マスメディアによる世論誘導をいい加減にやめよ。

 しきりと自公協議がヤマのように報じている。言わずと知れた『集団的自衛権』のことだ。<安倍晋三首相は10日、自民党の高村正彦副総裁と首相官邸で会談し、武力で他国を守る集団的自衛権を使えるようにする閣議決定を22日までの今国会中に行うため、公明党との協議をまとめるよう正式に指示した。首相側は公明党に対し、13日に閣議決定案の協議に入る>(以上『』引用)
 しかし事は自公協議さえ形だけでも了承を取り付けて閣議決定を行いさえすれば、大多数を占めている衆・参国会はどうにでもなる、というものではない。彼らはこの国のあり方を決定的に変えようとしていることを認識していない。
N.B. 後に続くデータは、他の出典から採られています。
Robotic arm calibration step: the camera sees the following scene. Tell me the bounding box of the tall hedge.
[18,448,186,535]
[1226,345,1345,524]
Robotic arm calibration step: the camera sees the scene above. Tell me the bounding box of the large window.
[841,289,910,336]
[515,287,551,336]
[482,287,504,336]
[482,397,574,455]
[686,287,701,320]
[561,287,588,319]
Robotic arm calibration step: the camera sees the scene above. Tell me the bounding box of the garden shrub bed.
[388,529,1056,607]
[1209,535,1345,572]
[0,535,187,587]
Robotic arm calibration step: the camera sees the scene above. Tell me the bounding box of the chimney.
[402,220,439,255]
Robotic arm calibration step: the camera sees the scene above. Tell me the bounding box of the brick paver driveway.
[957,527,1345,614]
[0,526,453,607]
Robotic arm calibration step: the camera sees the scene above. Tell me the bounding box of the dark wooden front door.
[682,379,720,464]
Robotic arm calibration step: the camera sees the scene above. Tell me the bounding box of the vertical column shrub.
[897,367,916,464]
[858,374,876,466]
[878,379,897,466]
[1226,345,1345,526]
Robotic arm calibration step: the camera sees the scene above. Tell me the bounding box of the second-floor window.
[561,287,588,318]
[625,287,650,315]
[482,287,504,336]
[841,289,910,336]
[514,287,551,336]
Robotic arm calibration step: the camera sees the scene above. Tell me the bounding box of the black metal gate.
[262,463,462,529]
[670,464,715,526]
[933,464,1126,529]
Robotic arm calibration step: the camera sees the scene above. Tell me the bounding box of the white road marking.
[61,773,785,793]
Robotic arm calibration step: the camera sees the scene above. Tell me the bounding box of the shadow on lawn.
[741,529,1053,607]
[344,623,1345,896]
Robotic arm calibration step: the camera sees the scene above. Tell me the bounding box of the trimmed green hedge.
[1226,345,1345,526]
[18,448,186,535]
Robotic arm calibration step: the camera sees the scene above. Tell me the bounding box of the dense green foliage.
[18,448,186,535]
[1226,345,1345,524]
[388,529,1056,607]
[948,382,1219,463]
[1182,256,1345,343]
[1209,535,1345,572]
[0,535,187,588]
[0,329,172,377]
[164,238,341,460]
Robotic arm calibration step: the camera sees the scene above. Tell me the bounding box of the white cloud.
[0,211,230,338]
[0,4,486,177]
 立憲主義を蔑ろにすることは一種のテロといえるだろう。合法的な法手続きを行わないで政権をほしいままにする、という意味では安倍政権がやろうとしていることはテロそのものだ。
 そういえば特定秘密保護法もテロに近いだろう。政権が特定秘密に指定すれば最長で60年間秘匿できる、というのでは参政権を得ている人たちの死後に情報を開示する、ということだ。つまり『今』を生きる国民を蚊帳の外に置いて事を行い、頬被りしたまま責任も取らずに済ますということだ。

 安倍政権はこの国を何処へ向かわせようとしているのか。残業ゼロ法案も所得宣言を1000万円以上にするから良いではないか、と政府は説明しているが、そのような制限はアッという間になし崩しになることは消費税を見れば明らかだ。
 消費税導入時に竹下登首相は「ほんの3%だけ買い物をする時に頂戴するだけです」などと説明していた。しかし時が過ぎればなし崩しに税率を引き上げるに違いない、と踏んでいたがまったくその通りだった。一度制度を作ってしまったらマスメディアを総動員して『社会保障の財源に広く薄く国民が負担する消費税が最適だ』などという大嘘を国民に刷り込む。社会保障が所得再配分と格差是正が本質であるなら、もっとも適切な財源は所得税だ。それも累進税率のある所得税だ。高額所得のある者が高額の社会保障費を負担するのが大原則だ、というのが社会保障の原則だ。それをマスメディアは財務官僚の説明をそのまま無批判に広報して国民を誤った方向へ誘導してしまった。

 集団的自衛権行為容認はいかように解釈しようと現憲法ではできない相談だ。戦争放棄を明記している憲法下で、最低限防衛としての軍事力保持は許されるだろう、として自衛隊を創設した。しかし今度は仲間が攻撃されていたら日本は黙って見過ごすことは出来ない、他国へでも出向いて戦うべきだ、というのでは憲法を無視しているといわざるを得ない。
 断っておくが、私は集団的自衛権に賛成だ。日本の国土から米軍には撤退していただいて、日本が攻撃力を含めた軍備を国民で行い、事と次第では軍事力行使を行うべきだ、と思う。軍事力行使の裏付けのない国際交渉など相手国からどのような譲歩が引き出せるというのだろうか。
 しかし、それでも解釈改憲はすべきでない。それをやれば国際社会で日本は無原則な国だと思われるだけだ。憲法改正を安倍政権は目指すべきだ。姑息な解釈改憲なぞという牽制の常道に反する行為を選択すべきではない。それをやれば日本の国家としての品位を著しく傷つけるだけでなく、数さえ獲れば何でも出来る、という民主主義の悪しきお手本を未来永劫に残すことになる。マスメディアも自公協議が焦点だ、と問題を矮小化してはならない。国民をさも自公協議さえ済めば問題ない、という世論へ誘導してはならない。言論界はもっと国家の原理原則に敏感であるべきだ。